The Wall Street Journal earlier criticized the 6-to-5 ruling by the Ninth Circuit that the Supreme Court is reviewing. That controversial ruling, Dukes v. Wal-Mart, available here, allowed just six employees to bring a multibillion dollar class action lawsuit against Wal-Mart in the name of 1.5 million other Wal-Mart employees they had little in common with. As the dissenting opinion written by Judge Sandra Ikuta noted, the lawsuit was based on junk science that violated the Supreme Court’s Daubert decision, and let a few employees whose situation was anything but typical sue in the name of countless employees they shared nothing with but gender. The plaintiffs’ lawyers originally sought $450 billion.
The Ninth Circuit’s disingenuous ruling rubber-stamped a national class-action even though Wal-Mart’s hiring and promotions are decentralized and not done on a company-wide basis, and Federal Rule of Civil Procedure 23 says that national class-actions are supposed to challenge a company-wide practice. The Ninth Circuit essentially treated the absence of a company policy (one limiting managers’ individual discretion) as itself being a company policy, twisting the language of the rule inside out. Its ruling against Wal-Mart flouted longstanding legal rules and principles.

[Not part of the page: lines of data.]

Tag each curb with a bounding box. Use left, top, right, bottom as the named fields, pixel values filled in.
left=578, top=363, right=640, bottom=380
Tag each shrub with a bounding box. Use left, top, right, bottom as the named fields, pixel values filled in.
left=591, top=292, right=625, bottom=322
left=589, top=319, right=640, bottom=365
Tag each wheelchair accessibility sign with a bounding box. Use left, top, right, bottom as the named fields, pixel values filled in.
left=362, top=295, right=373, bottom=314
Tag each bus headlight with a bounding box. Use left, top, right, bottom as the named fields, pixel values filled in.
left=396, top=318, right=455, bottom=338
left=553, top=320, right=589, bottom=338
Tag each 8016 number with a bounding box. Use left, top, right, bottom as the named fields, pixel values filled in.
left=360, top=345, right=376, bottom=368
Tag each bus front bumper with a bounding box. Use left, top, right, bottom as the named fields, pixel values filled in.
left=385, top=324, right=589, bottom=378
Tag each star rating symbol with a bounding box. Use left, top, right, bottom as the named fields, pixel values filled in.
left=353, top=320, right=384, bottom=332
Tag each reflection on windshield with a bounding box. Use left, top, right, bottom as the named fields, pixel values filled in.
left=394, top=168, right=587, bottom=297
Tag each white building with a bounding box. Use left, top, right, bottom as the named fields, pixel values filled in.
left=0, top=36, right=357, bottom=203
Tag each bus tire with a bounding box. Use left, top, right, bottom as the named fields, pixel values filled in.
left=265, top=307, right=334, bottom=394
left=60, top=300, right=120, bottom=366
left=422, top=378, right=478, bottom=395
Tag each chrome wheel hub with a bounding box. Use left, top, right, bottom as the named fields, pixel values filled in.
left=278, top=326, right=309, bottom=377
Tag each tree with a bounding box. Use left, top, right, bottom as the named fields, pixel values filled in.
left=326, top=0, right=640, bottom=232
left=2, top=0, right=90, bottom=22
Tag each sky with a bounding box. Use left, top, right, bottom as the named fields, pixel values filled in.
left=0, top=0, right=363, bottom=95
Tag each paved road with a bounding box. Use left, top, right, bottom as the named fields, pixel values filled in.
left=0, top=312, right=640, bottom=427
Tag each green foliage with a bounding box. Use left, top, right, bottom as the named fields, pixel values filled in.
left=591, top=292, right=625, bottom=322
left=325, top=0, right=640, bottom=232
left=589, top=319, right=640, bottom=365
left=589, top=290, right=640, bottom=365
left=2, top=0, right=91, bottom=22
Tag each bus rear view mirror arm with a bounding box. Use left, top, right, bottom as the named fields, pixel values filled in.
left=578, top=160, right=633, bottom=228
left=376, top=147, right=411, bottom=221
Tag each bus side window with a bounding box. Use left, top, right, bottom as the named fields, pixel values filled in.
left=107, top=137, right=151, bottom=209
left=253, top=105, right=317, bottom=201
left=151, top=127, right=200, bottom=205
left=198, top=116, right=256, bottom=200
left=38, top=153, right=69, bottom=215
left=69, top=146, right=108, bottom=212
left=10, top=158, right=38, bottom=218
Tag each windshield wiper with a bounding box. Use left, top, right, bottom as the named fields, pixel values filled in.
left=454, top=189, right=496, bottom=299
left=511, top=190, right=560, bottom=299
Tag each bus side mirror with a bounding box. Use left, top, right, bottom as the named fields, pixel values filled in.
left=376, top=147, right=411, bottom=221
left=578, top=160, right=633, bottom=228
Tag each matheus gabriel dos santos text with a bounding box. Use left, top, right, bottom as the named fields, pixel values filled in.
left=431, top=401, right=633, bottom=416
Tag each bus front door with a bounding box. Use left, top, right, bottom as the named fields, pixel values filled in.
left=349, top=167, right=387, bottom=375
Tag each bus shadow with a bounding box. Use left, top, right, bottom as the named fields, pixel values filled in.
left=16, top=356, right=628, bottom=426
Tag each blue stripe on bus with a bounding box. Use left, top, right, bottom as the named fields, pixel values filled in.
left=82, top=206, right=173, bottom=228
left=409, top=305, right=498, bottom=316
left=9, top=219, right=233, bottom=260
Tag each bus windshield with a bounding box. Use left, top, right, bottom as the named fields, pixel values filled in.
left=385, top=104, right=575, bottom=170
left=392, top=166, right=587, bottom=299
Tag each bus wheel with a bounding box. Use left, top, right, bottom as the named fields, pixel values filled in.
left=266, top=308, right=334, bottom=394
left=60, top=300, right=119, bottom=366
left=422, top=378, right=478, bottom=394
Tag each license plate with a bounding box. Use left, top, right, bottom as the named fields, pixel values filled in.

Although the lawsuit will affect employees across the country (and the ultimate verdict may reduce the value of your retirement plan, since the mutual funds in your 401(k) probably own Wal-Mart stock), a verdict will be rendered by a left-leaning jury drawn from the San Francisco Bay Area, since the plaintiffs sued Wal-Mart in one of the most anti-employer judicial districts in America, the Northern District of California.
The Ninth Circuit judges were split largely along ideological lines, with only hard-core liberal judges in the majority, and a dissent joined in by all the moderate and conservative judges (as well as one Democratic appointee, Judge Silverman).